A maioria das autoridades acredita que a operação será longa, uma vez que o EI teve dois anos para se preparar para defender seu reduto, onde o grupo extremista proclamou em junho de 2014 seu "califado", e a cidade como sua capital.
Os extremistas – entre 4 mil e 7 mil presentes na região (incluindo entre 3 mil e 5 mil em Mossul) – já provaram que vão resistir ao máximo às dezenas de milhares de membros das forças iraquianas e curdas.
Desde o início da ofensiva em 17 de outubro, as tropas iraquianas sofreram vários ataques suicidas e tiros de morteiros. Na terça-feira, as forças iraquianas frustraram um ataque suicida graças a um transmissor de rádio tomado dos islamitas.
– Deixei os suicidas atrás do monte de terra. Assim que elas (as forças iraquianas) avançarem, eles (os suicidas) vão sair para encontrá-las – disse um extremista por rádio, em uma conversa ouvida por um jornalista da AFP presente com o exército.
Um oficial, então, ordenou que dois veículos militares se aproximassem para fazer com que os suicidas saíssem de seu esconderijo e, em seguida, retrocedessem para deixá-los expostos a ataques. Um ataque aéreo selou seu destino.
Preparando-se para o pior
O início dos combates em zonas densamente povoadas preocupa as organizações humanitárias, que redobraram os preparativos para poder acolher os civis que fogem dos enfrentamentos.
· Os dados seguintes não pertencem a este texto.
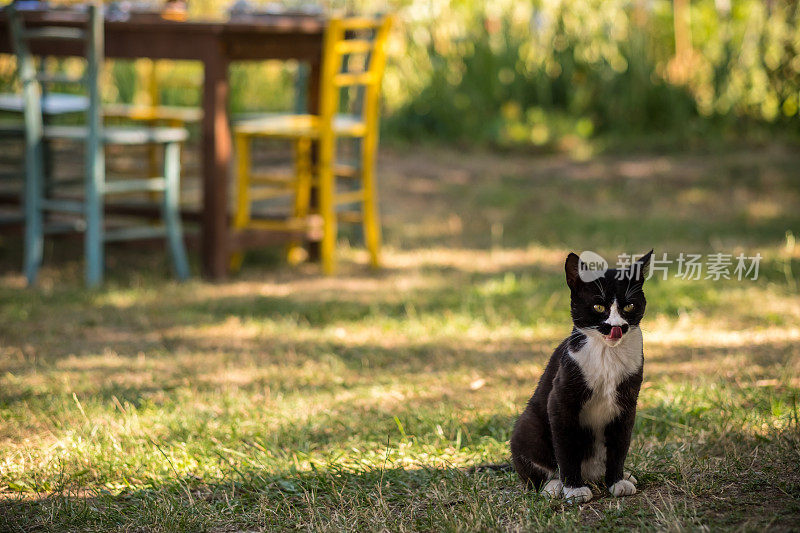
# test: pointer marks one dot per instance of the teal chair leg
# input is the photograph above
(171, 205)
(93, 239)
(34, 231)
As organizações, que esperam uma fuga maciça, pediram a criação de corredores humanitários protegidos para poderem evacuar os civis.
Mais de 20 mil pessoas abandonaram seus lares nas cidades próximas a Mossul desde o início da ofensiva governamental, de acordo com a Organização Internacional para as Migrações (OIM).
– Estamos nos preparando para o pior. As vidas de 1,2 milhão de civis estão em grave perigo e o futuro do Iraque como um todo está em jogo – alertou Wolfgang Gressmann, diretor para o Iraque do Conselho Norueguês de Refugiados (NRC). – Muitas famílias foram separadas, muitos civis feridos e outros mortos por franco-atiradores ou explosivos – afirmou Gressmann.
A ONU expressou na terça-feira "séria preocupação" sobre o destino de dezenas de milhares de civis que o EI sequestrou para possivelmente usá-los como escudos humanos.
Os extremistas teriam tentado transferir em caminhões e ônibus "cerca de 25 mil civis" de Haman al-Alil para aproximá-los de Mossul, segundo o Alto Comissariado da ONU para os Direitos Humanos.